The RCMP has the same low hiring standards as Border Patrol does and the same high turnover rate. The report noted that the agency does not even screen applicants for their views on women and racism. Similar to the Border Patrol, they found that a lot of sexual abuse occurs at the academies. Probationary training often results in sexual assaults because of the power dynamic. Some refused to train women which put barriers in place for women to advance. All claimants said they had been denied positions or training because they refused to have sex with a supervisor.

The report noted the systemic problems with the grievance system set up by the RCMP. There was a “perception of bias and unfairness” which is the report’s way of saying they don't want to name names. Retaliation for complaining was common, and there was rarely any consequences for those accused. Similar to the Border Patrol, victims cannot seek psychological help without it hurting their careers as this is seen as being weak.

Victims stated that they were prepared for the traumatic things they would see as cops, but not for the constant sexual harassment, constant need to protect oneself from fellow workers. Promotions were based on “friends and family” just like the Border Patrol.
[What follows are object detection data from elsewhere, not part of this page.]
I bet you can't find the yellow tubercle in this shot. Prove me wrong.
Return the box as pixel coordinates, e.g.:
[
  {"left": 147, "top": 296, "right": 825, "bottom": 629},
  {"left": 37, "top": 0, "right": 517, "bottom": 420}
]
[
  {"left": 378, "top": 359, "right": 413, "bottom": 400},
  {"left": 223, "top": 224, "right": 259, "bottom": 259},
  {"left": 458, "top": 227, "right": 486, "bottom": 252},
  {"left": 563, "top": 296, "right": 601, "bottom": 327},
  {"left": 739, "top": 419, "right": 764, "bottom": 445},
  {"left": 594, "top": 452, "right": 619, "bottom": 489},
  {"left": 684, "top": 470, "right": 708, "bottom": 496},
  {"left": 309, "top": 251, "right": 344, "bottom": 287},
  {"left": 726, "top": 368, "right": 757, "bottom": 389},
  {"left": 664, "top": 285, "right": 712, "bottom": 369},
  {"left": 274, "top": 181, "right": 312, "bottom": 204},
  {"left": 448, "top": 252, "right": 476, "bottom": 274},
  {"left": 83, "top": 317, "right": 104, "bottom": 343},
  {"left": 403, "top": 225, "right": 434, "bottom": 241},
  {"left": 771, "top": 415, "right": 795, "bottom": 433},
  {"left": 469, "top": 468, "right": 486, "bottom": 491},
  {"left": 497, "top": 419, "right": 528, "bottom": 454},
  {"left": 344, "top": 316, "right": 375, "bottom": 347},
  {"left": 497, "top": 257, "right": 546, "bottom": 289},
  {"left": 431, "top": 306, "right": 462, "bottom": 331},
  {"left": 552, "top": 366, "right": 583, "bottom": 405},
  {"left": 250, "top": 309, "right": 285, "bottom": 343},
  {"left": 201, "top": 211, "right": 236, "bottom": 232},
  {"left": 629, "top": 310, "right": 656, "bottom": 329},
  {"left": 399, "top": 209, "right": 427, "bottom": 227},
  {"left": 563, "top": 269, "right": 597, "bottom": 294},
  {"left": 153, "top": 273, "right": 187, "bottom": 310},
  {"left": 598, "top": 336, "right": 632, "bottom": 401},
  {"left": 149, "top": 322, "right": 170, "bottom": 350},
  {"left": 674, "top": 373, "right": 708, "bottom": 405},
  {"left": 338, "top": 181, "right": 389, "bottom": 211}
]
The network of men and some women who uphold this culture are the ones who decide who gets what training and promotions. Tactical teams had the worse incidents of abuse. The report stated that change would require dedication from leadership and take at least a decade.

Today, the culture is the same. The Tiller class action lawsuit resulted in another $100 million settlement. And although the agency has had to hand over a ton of money to victims, complaints continue to come in, the RCMP continues to investigate itself, the civilian advisory committee still has no teeth, politicians continue to claim they want to stop it, academics have studied the culture and still the abusers continue to be protected. To date, the known victims who have come forward number over 3,000.
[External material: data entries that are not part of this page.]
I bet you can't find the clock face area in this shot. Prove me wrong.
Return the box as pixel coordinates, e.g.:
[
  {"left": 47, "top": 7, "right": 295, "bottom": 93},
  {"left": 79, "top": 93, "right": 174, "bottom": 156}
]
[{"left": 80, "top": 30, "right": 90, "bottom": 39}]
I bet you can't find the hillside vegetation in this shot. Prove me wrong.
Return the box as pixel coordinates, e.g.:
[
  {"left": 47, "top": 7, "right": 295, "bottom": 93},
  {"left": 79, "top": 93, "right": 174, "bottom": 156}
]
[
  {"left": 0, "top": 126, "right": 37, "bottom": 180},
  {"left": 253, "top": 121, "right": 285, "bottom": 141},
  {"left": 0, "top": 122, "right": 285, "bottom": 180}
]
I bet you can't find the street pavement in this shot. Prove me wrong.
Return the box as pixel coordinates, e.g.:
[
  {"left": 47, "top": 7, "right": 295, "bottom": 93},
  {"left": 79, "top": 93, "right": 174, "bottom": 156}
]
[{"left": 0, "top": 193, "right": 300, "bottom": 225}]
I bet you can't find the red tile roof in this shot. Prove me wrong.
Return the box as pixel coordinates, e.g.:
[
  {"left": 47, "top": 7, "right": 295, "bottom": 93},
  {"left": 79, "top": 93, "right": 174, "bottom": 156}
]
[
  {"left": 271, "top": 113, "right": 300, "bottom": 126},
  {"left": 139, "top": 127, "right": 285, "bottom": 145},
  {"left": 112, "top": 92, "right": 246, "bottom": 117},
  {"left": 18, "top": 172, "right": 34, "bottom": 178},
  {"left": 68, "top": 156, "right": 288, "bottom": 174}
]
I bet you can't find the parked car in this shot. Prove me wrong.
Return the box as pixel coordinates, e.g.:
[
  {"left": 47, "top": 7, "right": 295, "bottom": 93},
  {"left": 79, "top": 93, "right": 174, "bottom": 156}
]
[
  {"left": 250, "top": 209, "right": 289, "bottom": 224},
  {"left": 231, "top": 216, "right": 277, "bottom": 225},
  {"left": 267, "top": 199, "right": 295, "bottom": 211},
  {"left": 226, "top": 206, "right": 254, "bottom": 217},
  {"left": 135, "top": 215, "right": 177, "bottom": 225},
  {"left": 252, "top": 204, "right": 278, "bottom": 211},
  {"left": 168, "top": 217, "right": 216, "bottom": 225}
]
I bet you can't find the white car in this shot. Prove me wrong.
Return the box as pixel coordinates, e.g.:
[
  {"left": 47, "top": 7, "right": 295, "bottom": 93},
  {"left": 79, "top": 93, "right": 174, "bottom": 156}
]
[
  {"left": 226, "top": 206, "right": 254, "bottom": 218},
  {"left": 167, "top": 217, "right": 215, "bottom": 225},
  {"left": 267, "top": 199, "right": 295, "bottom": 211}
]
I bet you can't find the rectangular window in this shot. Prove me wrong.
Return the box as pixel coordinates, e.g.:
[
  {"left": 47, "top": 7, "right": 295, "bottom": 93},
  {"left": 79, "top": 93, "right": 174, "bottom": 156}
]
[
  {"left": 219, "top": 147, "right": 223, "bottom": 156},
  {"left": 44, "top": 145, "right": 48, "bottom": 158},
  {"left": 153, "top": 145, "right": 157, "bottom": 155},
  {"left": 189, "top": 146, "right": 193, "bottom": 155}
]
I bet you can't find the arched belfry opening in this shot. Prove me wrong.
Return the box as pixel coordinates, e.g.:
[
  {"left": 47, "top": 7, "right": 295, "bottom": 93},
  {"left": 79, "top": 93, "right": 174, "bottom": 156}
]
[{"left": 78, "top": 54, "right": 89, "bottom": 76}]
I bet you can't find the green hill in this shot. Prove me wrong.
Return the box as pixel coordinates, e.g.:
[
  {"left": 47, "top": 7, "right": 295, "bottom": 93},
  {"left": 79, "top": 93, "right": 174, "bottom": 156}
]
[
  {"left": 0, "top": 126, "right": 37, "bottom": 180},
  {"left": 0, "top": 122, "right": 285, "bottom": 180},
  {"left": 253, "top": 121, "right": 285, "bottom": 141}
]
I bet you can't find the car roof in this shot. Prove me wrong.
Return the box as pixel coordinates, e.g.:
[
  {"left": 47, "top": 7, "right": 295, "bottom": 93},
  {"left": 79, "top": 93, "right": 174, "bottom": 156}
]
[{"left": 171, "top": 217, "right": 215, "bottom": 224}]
Mistake #6: Thinking normal responses of committees and advisory panels would eliminate the culture. Without independent oversight free from the RCMP’s grasp, without holding the union responsible for discrimination, little will change.

Notes:

(1) - "Canadian Mounties face sexual harassment allegations.” BBC, November 16, 2011.
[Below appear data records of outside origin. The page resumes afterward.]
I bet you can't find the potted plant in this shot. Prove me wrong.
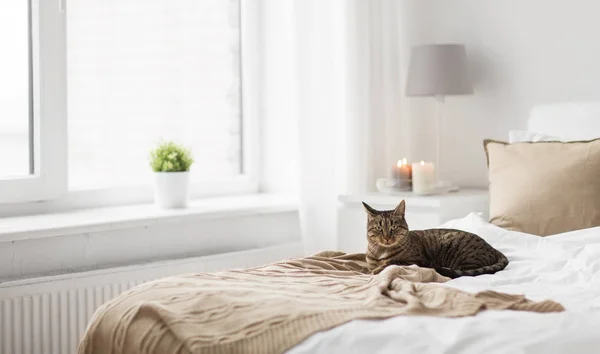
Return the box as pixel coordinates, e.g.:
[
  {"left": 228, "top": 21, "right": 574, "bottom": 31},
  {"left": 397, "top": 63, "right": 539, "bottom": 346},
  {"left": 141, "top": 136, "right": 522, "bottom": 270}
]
[{"left": 150, "top": 141, "right": 194, "bottom": 209}]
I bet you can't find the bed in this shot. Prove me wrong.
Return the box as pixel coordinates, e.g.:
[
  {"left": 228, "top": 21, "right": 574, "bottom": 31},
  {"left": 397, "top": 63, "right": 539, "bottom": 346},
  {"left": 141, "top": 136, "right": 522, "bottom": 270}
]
[{"left": 80, "top": 104, "right": 600, "bottom": 354}]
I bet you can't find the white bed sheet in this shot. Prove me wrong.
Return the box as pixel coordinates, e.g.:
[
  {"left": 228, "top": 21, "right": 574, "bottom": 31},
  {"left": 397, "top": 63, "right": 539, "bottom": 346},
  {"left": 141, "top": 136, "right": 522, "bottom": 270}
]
[{"left": 288, "top": 214, "right": 600, "bottom": 354}]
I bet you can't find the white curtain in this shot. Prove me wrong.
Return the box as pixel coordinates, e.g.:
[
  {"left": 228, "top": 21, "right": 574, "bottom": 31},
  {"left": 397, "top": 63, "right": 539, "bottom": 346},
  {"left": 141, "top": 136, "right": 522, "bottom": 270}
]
[{"left": 293, "top": 0, "right": 405, "bottom": 254}]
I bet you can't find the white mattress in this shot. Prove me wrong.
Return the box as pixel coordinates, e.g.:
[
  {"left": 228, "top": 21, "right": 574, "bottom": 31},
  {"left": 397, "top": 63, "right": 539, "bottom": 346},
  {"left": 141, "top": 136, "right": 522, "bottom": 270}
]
[{"left": 288, "top": 214, "right": 600, "bottom": 354}]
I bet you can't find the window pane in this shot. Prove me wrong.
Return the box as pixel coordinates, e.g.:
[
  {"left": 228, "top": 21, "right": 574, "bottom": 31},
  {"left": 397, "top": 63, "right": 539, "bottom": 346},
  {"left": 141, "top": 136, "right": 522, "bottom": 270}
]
[
  {"left": 0, "top": 0, "right": 30, "bottom": 178},
  {"left": 67, "top": 0, "right": 241, "bottom": 189}
]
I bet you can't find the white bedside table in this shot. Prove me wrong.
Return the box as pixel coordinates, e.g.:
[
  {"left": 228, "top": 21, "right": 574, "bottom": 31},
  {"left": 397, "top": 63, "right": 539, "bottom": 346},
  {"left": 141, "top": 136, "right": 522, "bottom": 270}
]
[{"left": 337, "top": 189, "right": 489, "bottom": 253}]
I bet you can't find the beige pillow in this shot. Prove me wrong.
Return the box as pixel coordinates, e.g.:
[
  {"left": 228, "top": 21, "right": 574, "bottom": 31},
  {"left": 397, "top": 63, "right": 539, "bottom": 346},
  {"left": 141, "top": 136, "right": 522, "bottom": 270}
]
[{"left": 484, "top": 139, "right": 600, "bottom": 236}]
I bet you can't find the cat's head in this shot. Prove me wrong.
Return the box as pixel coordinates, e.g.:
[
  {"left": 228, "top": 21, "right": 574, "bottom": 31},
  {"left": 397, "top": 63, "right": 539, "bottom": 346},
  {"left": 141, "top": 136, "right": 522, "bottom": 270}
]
[{"left": 363, "top": 200, "right": 408, "bottom": 247}]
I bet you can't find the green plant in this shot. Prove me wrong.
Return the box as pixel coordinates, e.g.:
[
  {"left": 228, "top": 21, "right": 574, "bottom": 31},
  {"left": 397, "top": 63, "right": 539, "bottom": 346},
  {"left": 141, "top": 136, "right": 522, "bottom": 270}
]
[{"left": 150, "top": 141, "right": 194, "bottom": 172}]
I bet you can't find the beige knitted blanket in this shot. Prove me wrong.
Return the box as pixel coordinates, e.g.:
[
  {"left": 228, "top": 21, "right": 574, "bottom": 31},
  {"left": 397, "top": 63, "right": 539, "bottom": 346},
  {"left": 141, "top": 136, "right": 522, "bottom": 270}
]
[{"left": 79, "top": 252, "right": 563, "bottom": 354}]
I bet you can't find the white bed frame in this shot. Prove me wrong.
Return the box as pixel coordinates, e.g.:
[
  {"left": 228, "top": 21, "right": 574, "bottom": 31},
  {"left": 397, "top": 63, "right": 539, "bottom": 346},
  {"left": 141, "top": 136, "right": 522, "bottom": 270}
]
[{"left": 527, "top": 102, "right": 600, "bottom": 140}]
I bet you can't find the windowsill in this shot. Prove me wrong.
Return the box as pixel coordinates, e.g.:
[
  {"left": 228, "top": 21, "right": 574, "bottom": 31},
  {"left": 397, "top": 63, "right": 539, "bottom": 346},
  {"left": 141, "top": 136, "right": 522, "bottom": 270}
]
[{"left": 0, "top": 194, "right": 298, "bottom": 243}]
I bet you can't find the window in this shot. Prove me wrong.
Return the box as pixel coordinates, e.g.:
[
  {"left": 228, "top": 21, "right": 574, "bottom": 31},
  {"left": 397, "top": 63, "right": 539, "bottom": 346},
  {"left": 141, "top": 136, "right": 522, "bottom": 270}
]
[
  {"left": 0, "top": 0, "right": 257, "bottom": 202},
  {"left": 0, "top": 1, "right": 32, "bottom": 178},
  {"left": 0, "top": 0, "right": 66, "bottom": 203}
]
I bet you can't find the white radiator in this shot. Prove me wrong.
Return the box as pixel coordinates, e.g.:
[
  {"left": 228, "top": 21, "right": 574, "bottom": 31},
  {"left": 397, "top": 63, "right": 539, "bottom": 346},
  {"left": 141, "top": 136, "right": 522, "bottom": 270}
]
[{"left": 0, "top": 243, "right": 302, "bottom": 354}]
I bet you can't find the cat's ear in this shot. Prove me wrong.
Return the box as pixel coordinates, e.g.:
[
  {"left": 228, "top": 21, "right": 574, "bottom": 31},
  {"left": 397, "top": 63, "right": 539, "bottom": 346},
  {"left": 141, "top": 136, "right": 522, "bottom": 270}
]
[
  {"left": 363, "top": 202, "right": 378, "bottom": 216},
  {"left": 394, "top": 199, "right": 406, "bottom": 217}
]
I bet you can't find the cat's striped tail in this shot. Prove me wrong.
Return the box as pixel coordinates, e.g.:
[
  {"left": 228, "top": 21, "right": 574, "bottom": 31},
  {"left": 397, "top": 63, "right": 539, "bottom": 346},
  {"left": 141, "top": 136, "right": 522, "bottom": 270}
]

(2) - Goar, Carole. “Mounties trying to turn the tables on women.” Guelph Mercury, July 26, 2012. (pg. 9)

(3) - Ibid.

(4) - Cohen, Tobi. "RCMP plan to bridge gender gap shows some early progress.” The Vancouver Sun, February 14, 2014.

(5) - Lang, Daniel and Dallaire, Romeo. “RCMP must do more to prevent harassment.” Calgary Herald, June 19, 2013. (pg. 15)

(6) - Tasker, John Paul. "RCMP's recent history of harassment, abuse and discrimination.” CBC, February 18, 2016.

(7) - Conger, Christen. "Female Canadian Mounties Receive An Apology After Decades Of Sexual Harassment.” Refinery 29, October 8, 2016.

(8) - Gerster, Jane. "Resistance to reform: Is civilian oversight the magic bullet the Mounties need?” Global News, January 24, 2019.